Les discours des autorités sur l’éradication des boissons fortement alcoolisées et dangereuses pour la santé contrastent avec certaines décisions prises sur le terrain. Alors que le gouvernement assure vouloir protéger la population, la poursuite de la commercialisation des stocks existants suscite des interrogations.
« On ne peut pas cautionner que nos citoyens continuent à mourir sans rien faire. Et il n’y a rien de compliqué », a déclaré le président de la République, Évariste Ndayishimiye.
Son chef du gouvernement, Nestor Ntahontuye, reconnaît toutefois les difficultés rencontrées dans la lutte contre ces boissons : « Le problème auquel on fait souvent face est en rapport avec les fabricants qui trichent et ne respectent pas les normes. Et comme la BBN n’a pas assez de personnel, il ne nous est pas alors facile de contrôler ce qui se passe sur tout le territoire national. »

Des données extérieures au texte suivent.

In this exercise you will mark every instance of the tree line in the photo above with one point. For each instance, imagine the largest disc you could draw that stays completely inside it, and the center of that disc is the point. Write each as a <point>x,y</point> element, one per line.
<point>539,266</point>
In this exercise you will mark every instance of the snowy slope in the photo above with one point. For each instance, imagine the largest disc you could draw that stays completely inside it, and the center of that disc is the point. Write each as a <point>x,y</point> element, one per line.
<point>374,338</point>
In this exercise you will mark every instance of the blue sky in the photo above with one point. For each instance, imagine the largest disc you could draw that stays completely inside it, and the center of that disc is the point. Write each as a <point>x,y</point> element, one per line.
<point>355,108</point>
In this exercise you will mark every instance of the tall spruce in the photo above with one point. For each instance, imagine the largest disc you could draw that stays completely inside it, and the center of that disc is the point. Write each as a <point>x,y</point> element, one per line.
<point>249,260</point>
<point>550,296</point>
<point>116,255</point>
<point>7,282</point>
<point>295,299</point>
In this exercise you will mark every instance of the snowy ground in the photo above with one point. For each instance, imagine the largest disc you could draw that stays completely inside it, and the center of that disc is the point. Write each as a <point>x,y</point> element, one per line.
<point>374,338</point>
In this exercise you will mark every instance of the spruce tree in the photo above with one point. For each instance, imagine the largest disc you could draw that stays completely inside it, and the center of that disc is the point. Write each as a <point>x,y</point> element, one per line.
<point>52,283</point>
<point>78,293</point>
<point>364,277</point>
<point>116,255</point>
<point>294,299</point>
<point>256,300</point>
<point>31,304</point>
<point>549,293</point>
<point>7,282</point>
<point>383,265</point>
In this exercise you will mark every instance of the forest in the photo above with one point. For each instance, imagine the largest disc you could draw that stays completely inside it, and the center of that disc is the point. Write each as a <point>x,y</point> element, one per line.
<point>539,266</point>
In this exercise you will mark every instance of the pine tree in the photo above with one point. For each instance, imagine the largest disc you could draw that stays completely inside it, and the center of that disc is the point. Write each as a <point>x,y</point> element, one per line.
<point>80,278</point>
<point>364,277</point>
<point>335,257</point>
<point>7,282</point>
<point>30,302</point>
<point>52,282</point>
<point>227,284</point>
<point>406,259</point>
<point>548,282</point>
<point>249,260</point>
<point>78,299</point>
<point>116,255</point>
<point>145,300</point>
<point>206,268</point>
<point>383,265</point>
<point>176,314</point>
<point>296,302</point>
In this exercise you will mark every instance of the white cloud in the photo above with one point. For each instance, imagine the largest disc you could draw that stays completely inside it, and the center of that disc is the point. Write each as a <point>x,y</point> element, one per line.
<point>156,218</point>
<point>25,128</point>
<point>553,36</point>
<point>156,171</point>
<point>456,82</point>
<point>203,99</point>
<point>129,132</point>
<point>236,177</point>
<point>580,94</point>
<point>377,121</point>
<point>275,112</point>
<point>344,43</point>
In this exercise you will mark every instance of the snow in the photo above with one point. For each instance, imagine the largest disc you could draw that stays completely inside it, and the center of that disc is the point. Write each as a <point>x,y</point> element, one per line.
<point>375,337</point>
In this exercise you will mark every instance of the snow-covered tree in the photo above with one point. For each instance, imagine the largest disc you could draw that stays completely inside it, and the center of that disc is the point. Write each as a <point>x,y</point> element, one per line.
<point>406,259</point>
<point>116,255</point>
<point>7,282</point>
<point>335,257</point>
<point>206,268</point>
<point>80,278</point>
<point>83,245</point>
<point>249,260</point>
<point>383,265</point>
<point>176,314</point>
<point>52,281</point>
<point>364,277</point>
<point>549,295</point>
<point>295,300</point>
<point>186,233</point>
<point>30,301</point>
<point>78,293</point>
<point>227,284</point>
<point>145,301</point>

Le Premier ministre estime néanmoins que les administratifs peuvent contribuer à limiter les dégâts en signalant rapidement les cas liés à la consommation de ces boissons et en procédant à la confiscation des stocks suspects. « Aussitôt qu’un administratif constate qu’un consommateur est victime de ce genre de boissons, il doit impérativement se saisir de l’affaire et confisquer ce stock afin de le remettre à la BBN pour vérifier si ces boissons remplissent réellement les normes exigées. Comme ça, ces boissons ne pourront plus continuer à nuire à la santé de ses administrés. »

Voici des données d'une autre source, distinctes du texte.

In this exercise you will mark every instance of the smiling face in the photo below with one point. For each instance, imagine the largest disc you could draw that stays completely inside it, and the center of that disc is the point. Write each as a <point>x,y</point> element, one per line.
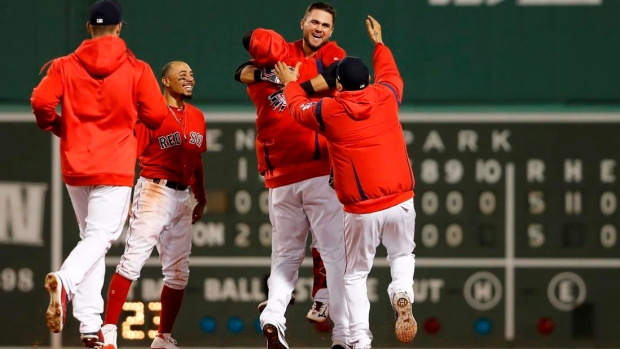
<point>179,80</point>
<point>317,27</point>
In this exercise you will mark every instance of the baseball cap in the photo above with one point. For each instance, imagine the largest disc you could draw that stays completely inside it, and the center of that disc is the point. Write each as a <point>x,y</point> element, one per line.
<point>105,12</point>
<point>352,74</point>
<point>266,46</point>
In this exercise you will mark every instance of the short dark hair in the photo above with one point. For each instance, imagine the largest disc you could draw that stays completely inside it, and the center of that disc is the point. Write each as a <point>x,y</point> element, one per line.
<point>323,6</point>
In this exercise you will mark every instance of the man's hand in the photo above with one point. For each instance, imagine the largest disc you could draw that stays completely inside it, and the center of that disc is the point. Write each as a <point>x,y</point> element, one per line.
<point>285,73</point>
<point>374,30</point>
<point>199,209</point>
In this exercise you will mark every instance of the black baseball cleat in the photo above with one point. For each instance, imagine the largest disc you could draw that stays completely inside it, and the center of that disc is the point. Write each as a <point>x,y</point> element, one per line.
<point>56,314</point>
<point>263,305</point>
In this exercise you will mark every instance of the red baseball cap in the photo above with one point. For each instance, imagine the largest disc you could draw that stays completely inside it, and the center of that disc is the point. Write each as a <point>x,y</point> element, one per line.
<point>267,47</point>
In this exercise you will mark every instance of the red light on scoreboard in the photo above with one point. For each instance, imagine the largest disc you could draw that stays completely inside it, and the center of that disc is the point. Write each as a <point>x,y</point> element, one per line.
<point>432,325</point>
<point>545,326</point>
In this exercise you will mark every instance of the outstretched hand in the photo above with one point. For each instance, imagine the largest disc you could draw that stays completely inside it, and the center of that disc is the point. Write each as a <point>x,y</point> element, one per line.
<point>374,30</point>
<point>197,212</point>
<point>285,73</point>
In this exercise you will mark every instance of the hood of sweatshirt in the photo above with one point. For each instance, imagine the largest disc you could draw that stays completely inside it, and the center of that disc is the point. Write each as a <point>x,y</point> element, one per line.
<point>102,56</point>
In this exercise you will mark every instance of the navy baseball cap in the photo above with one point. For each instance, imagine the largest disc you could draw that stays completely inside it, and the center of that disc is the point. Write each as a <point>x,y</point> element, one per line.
<point>105,12</point>
<point>352,74</point>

Sur le terrain, certaines décisions semblent toutefois s’écarter de ces consignes. En commune Bururi, dans la province de Burunga, des commerçants ont reçu l’ordre d’écouler l’ensemble de leurs stocks avant l’expiration du délai de deux semaines qui leur avait été accordé.
Pourtant, les autorités locales reconnaissent les conséquences de la consommation de ces boissons. Le secrétaire exécutif de la commune Bururi, Ferdinand Nduwimana, affirme que plusieurs décès lui ont été signalés : « Ça a déjà fait plusieurs morts, et toutes les victimes gardent sur elles les bouteilles de ces alcools. À Gitsibo et à Kizenga, j’ai été témoin de ça. Je connais au moins cinq cas de personnes décédées après avoir consommé ces boissons. »
Dans la commune Rumonge, l’administrateur Augustin Minani évoque également plusieurs décès liés à ces produits : « Nous avons déjà recensé plus de dix décès dans la seule commune de Rumonge. Dans les zones Kirwena, Buruhukiro, Kizuka et ailleurs, on a souvent découvert des corps sans vie, en possession des bouteilles de ces boissons fortement alcoolisées. »
Selon Raphaël Ngendakumana, président de l’Organisation de lutte contre les stupéfiants (OLCOS), plus de 35 personnes sont décédées depuis le début de l’année après avoir consommé des boissons fortement alcoolisées. Environ 400 autres présenteraient des séquelles liées à leur consommation.
Malgré ce bilan, les autorités n’ont pas opté pour une fermeture immédiate des points de vente concernés. La mesure retenue consiste à autoriser l’écoulement des stocks déjà disponibles tout en interdisant leur réapprovisionnement. « Nous avons interdit tout réapprovisionnement. Seules les boissons déjà stockées vont être consommées », ont indiqué les autorités.
Cette décision continue d’alimenter les débats alors que plusieurs responsables administratifs reconnaissent publiquement les conséquences mortelles attribuées à la consommation de ces boissons dans différentes localités du pays.